16. Happy Pig Day! (Oct 2011)
  - Pig Day is a day dedicated to pigs. Gerald is left out because he feels as though he cannot celebrate Pig Day, as he is not a pig. Piggie comforts Gerald by telling him that Pig Day can be celebrated by anyone who loves pigs! After being consoled by his friend, Gerald feels better and joins in on the celebrations of Pig Day.
17. Listen To My Trumpet! (Feb 2012)
  - Piggie has a new trumpet and cannot wait to play it for Gerald. When Piggie plays, she is not the most talented trumpet player. She asks Gerald what he thinks of her trumpet playing, and Gerald does not want to hurt his friend's feelings. He tells Piggie that the trumpet is very loud and pretty.

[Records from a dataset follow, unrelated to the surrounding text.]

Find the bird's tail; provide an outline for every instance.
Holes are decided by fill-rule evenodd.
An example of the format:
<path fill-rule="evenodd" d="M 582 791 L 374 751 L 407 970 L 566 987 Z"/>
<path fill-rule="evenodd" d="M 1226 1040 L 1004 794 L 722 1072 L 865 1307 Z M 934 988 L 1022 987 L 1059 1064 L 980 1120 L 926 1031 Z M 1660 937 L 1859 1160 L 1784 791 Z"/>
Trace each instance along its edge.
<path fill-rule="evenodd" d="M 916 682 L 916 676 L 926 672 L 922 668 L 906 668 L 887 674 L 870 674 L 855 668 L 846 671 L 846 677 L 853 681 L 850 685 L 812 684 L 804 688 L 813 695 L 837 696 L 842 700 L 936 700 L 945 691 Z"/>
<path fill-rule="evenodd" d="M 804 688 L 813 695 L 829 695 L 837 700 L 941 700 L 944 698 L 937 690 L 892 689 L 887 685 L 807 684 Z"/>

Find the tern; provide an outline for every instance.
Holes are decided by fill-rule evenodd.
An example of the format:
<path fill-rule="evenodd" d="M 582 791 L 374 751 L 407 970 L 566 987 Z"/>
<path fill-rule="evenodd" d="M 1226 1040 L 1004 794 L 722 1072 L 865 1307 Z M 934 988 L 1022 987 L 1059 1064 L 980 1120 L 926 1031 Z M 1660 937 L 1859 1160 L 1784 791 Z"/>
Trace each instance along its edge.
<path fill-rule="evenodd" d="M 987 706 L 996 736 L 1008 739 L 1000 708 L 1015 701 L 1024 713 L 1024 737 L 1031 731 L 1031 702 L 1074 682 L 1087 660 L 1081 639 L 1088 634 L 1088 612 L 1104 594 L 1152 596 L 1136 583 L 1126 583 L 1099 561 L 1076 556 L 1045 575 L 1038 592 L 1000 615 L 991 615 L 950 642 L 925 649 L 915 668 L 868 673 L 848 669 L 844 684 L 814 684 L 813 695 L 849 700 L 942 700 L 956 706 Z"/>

18. Let's Go for a Drive! (Oct 2012)
  - Piggie wants to go for a drive, but she and Gerald soon find out that being prepared for a road trip is a lot harder that they expected. Their plans go awry when they have everything they need...except a car!
19. A Big Guy Took My Ball! (May 2013)
  - Piggie is upset when she tells Gerald that a big guy has stolen her favorite polka dot ball. They soon stand up to the giant, as it reveals to be a whale. He tells Gerald and Piggie that he is so big that nobody will play with him. Suddenly, the trio make up their idea and soon become friends.
20. I'm a Frog! (Oct 2013)
  - Piggie pretends to be a frog, and she wants Gerald to participate. But Gerald keeps denying her endless wants, and Piggie is furious. Luckily, Gerald wants to pretend to be an animal of his own: a cow.
21. My New Friend Is So Fun! (Jun 2014)
  - Snake, Gerald's friend, tells him that Brian Bat, HIS friend, is playing with Piggie. Both become anxious and worried that they will lose Piggie and Brian as their best friends. However, they later realize that Brian and Piggie were drawing pictures of them. Gerald soon learns his lesson that he and Piggie will always be friends, and he should not get jealous.
22. Waiting Is Not Easy! (Nov 2014)
  - Gerald is ecstatic when Piggie has a big surprise to show him. Unfortunately, he has to wait for it to show, and is impatient. By now, it is dark outside and Gerald is still fed up of waiting. Then, Piggie notices something in mid-air: a city of sparkling stars.
23. I Will Take a Nap! (Jun 2015)
  - Gerald is tired and cranky, so he takes a nap and hopes to have good dreams. In his dream, Piggie distracts Gerald from his sleep, and doesn't notice that he is cranky. Piggie is cranky too, so she joins in. During her nap, she makes too many loud snoring noises, and Gerald can't sleep. Suddenly, he can imagine Piggie being a floating turnip head.
24. I Really Like Slop! (Oct 2015)
  - Gerald is highly disgusted when Piggie walks in with her slop. Piggie says that eating slop is a good life for us pigs and she wants Gerald to try some. Despite Gerald disliking her recipe, since he thinks it's spicy, he is glad he tried the slop.
25. The Thank You Book (May 2016)
  - In their last adventure, Piggie wants to thank every one of her friends for all the wonderful memories they had, but Gerald thinks Piggie is forgetting someone very important: their reader!

== Other editions ==
Books in the series Elephant & Piggie Like Reading!
1. We Are Growing! (Sep 2016)
2. The Cookie Fiasco (Sep 2016)
3. The Good for Nothing Button! (May 2017)
4. It's Shoe Time! (Nov 2017)
5. The Itchy Book (May 2018)
6. Harold & Hog Pretend for Real! (May 2019)
7. What About Worms?! (May 2020)
8. I'm On It! (May 2021)
9. It's a Sign! (May 2022)
There has been a musical made of Elephant & Piggie. The purpose of their musical is to teach young children about the theater. The title of the play is “We Are In A Play!”